We all feel afraid to talk about money in the United States, but this whole country was started as a financial experiment. Unless you are Native American, you live in a country founded as a startup. As a financial scientist, you need to collect data that you can use to make hypothesis and conduct experiments. Don’t be afraid to ask others about their financial condition or tell them what you know about money. You are helping yourself as you help others.

Back to the story from the introduction

Every time I was laid off, I survived because I’ve conditioned myself to save at least 10% of everything I earn. I even saved 10% of my meager unemployment checks. When I couldn’t save 10%, I saved whatever I could—pennies, dimes, dollar bills. Ever since I can remember, I’ve put my pocket change into a jar or box every night. Sometimes in the past, I had to use those pennies to feed myself. This is something I learned from my parents at a very early age. I was forced to save at least half of all my income as a child—birthday money, money earned shoveling snow, and all of the paychecks from my teenage jobs. As a teen, I never worried about money because my savings account was always obese.

I’ve used the habit of saving, being frugal, going after assets, increasing my earning potential, and some other gimmicks outlined in the legendary book “The Richest Man in Babylon” by George Clason to protect my family from loss. This book has influenced me and millions of other readers for generations. It’s basically the only financial strategy I consistently apply.

This is the most important thing I want you to know

Good times will come. Good times will go. No job is permanent. Your financial state will swing wildly throughout your lifetime. No matter what, you need to save money. And, you absolutely cannot spend your savings.
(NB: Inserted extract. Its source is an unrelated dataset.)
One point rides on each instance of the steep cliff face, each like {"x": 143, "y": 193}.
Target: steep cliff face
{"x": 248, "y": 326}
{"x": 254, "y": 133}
In the past, there have been times when I could only afford to drop $1.35 of my paycheck into the savings jar. The rest went to bills. Currently, as a graduate student in the process of transitioning back to the workforce, I’m only able to save about $37 of each paycheck this semester. That’s only $18.50 each week. I’ve only been able to save about $80 a paycheck since I started graduate school 4 years ago. This was about 12% of my income. But, in the last 4 years, I put away over $2,000 from my paycheck alone; not including what I saved from my income doing consulting, grants, and other projects. I would still have $962 over that time span even if I’d only saved $37 each pay period. That’s a decent start towards ending financial fragility.

Two thousand dollars is not enough to become rich by any means but it’s enough to cover my mortgage or all of my family’s expenses for a couple months. I admit, the only way I was able to save that much is because I live in a dual-income household and my wife makes a decent wage. But, my expenses would be much less if I didn’t have a family so I think I’d probably be able to save that much if I was single and didn’t have any kids. In fact, I used to save and invest around 20% of my income before I met my wife so I’m positive I could do better than 12% if I was alone (NOTE: I don’t want to be alone. If they ever ask you, just make sure my wife and kids know I like where I’m at right now).

The only way this can work is if you internalize an ethos of frugality and consistently save money. It’s normal for me because I’ve been doing this since I was about seven-years-old, but others may encounter a shock if they’re starting as adults. All I can say is you’ve got to start now. This minute. Put a couple dollars in a jar right now and call it a good start.

The financial fragility of cultural resource management archaeologists is not something others cannot relate to. Approximately 40% of American families are financially fragile, so we are not alone. In addition to saving as much as you can, you need to talk to other people about their financial state and share information. The only way we are going to keep the middle class alive is by pooling our skills, knowledge, and strategies.